Insect Racing Tutorial
When students come to experience a week of awesome outdoor education at WOLF School, they learn about all different aspects of nature.
But most of our students, especially the younger students, find their favorite subject to be living creatures… especially insects.
Our insect studies are fun and educational. We combine reading and writing or insect descriptions with actual field exploration. Students get to use nets, sheets, bug boxes, and magnifying glasses to collect and examine various insects. However, as any naturalist who has organized and executed this study will tell you, the students are always bummed about releasing their little bug friends back into the wild.
But there is a way to make this fun and less-emotional for your students: INSECT RACES!
Here’s how it works:
1. While your students are collecting and recording their insects, either use chalk (if on concrete) or a stick (if on dirt) to draw two circles. Once circle will be about 6 feet in diameter, and in the center of that circle will be another circle about 1-1 ½ feet in diameter.

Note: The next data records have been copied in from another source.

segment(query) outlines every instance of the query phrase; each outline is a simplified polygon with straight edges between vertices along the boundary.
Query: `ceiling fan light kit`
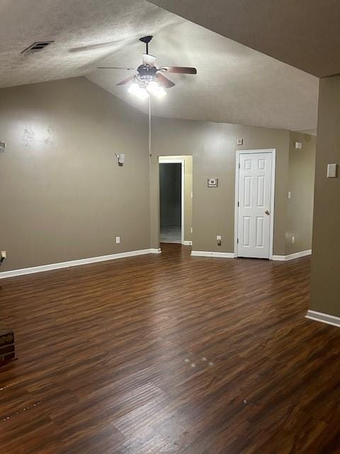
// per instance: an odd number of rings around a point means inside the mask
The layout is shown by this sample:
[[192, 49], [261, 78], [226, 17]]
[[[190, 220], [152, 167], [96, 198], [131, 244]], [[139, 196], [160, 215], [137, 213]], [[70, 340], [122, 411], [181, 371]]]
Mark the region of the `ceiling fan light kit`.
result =
[[124, 80], [118, 82], [117, 85], [125, 85], [129, 84], [128, 92], [135, 95], [140, 99], [147, 99], [150, 94], [162, 98], [166, 94], [165, 89], [174, 87], [175, 84], [166, 77], [164, 72], [171, 72], [174, 74], [197, 74], [196, 68], [178, 67], [178, 66], [164, 66], [157, 68], [154, 65], [156, 57], [149, 53], [149, 43], [152, 39], [152, 35], [144, 36], [140, 38], [140, 41], [145, 43], [147, 51], [142, 55], [142, 63], [137, 70], [132, 68], [120, 68], [115, 67], [99, 67], [101, 70], [126, 70], [128, 71], [135, 71], [135, 74], [130, 76]]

2. Once your students/student groups have finished documenting their collected insects, gather them all in a circle, holding their bugs in their bug boxes.
3. Ask one representative from each student group to come stand in the larger circle with their (currently-inhabited) bug box.
4. Now explain the race: “All of the insects will be released into the center circle at the same time. Then all students will step back out of both circles. Feel free to cheer your team’s insect, but make sure everyone can see. The winning insect will be the first one to crawl, walk, or fly out of the larger circle.”
5. Have your students GENTLY tap their insects out of their bug boxes and step back with the rest of the students.
6. Encourage the students to cheer for 2nd and 3rd place after the first of the insects has escaped the larger circle.
Again, this is a great way to ease your students into releasing their insects. You can also use this as an exercise in discussing the various ways insects make their way around the planet.